Rabu, 07 Mei 2025

Cerita Pendek : Gigiku Sayang, Gigiku Malang

 

Gigiku Sayang, Gigiku Malang

Namanya Pak Gunawan. Di usianya yang menginjak kepala enam, ia masih terlihat bugar. Rambut sudah lebih banyak putihnya, tetapi matanya masih tajam dan senyumnya hangat. Suatu hari, karena rasa nyeri yang tak tertahankan di gigi gerahamnya, Pak Gunawan memutuskan untuk pergi ke sebuah klinik gigi baru yang katanya cukup terkenal. Di sanalah ia bertemu dengan drg. Nayla, dokter gigi muda berusia 23 tahun yang baru saja menyelesaikan masa PTT-nya.

Cantik, imut, dan selalu ramah, itulah kesan pertama Pak Gunawan tentang Nayla. Namun siapa sangka, setelah beberapa kali kunjungan, hubungan antara pasien dan dokter itu menjadi akrab. Nayla senang mendengar cerita Pak Gunawan yang lucu-lucu dan kadang menyentuh. Sementara Pak Gunawan mulai merasa nyaman berada di ruang praktik Nayla, bukan hanya karena pengobatannya, tetapi juga karena kehadiran Nayla yang membuatnya lupa usia.

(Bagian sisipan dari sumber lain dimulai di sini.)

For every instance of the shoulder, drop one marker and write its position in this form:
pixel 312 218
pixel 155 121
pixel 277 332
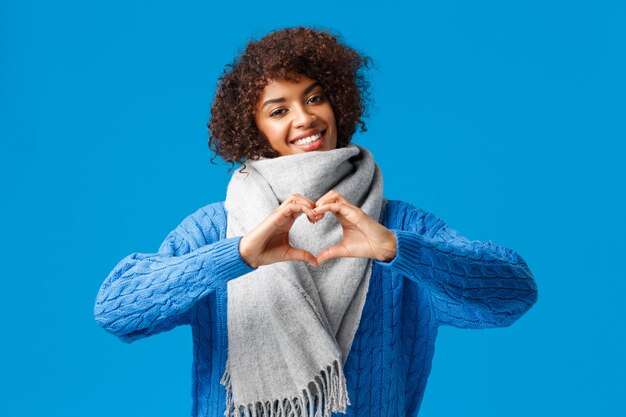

Waktu bergulir. Rasa di antara mereka tumbuh diam-diam.

Suatu hari, Pak Gunawan datang dengan niat mencabut giginya yang masih terasa sakit. Tapi Nayla menolak.

“Belum bisa, Pak. Masih ada infeksi. Nanti minggu depan saja kalau sudah membaik, ya.”

Pak Gunawan patuh. Ia pulang dan datang lagi minggu berikutnya. Setelah diperiksa, Nayla pun bersiap mencabut gigi. Mereka masih sempat bercanda kecil sebelum tindakan dilakukan.

“Dokter yakin ini gigi yang sakit?” tanya Pak Gunawan, setengah bercanda.

“Masa saya nggak hafal gigi Pak Gunawan,” jawab Nayla sambil tertawa manis.

Lalu... CRACK! Gigi tercabut. Tapi yang dicabut... adalah gigi yang sehat!

Pak Gunawan tidak langsung sadar. Namun, ketika rasa bius mereda di rumah, ia mulai curiga. Gigi yang tadinya sakit masih utuh di tempatnya. Tapi yang hilang... justru gigi sebelahnya yang baik-baik saja!

Dengan wajah tegang, Pak Gunawan kembali ke klinik.

“Bu Dokter, ini kenapa yang dicabut bukan gigi yang sakit?”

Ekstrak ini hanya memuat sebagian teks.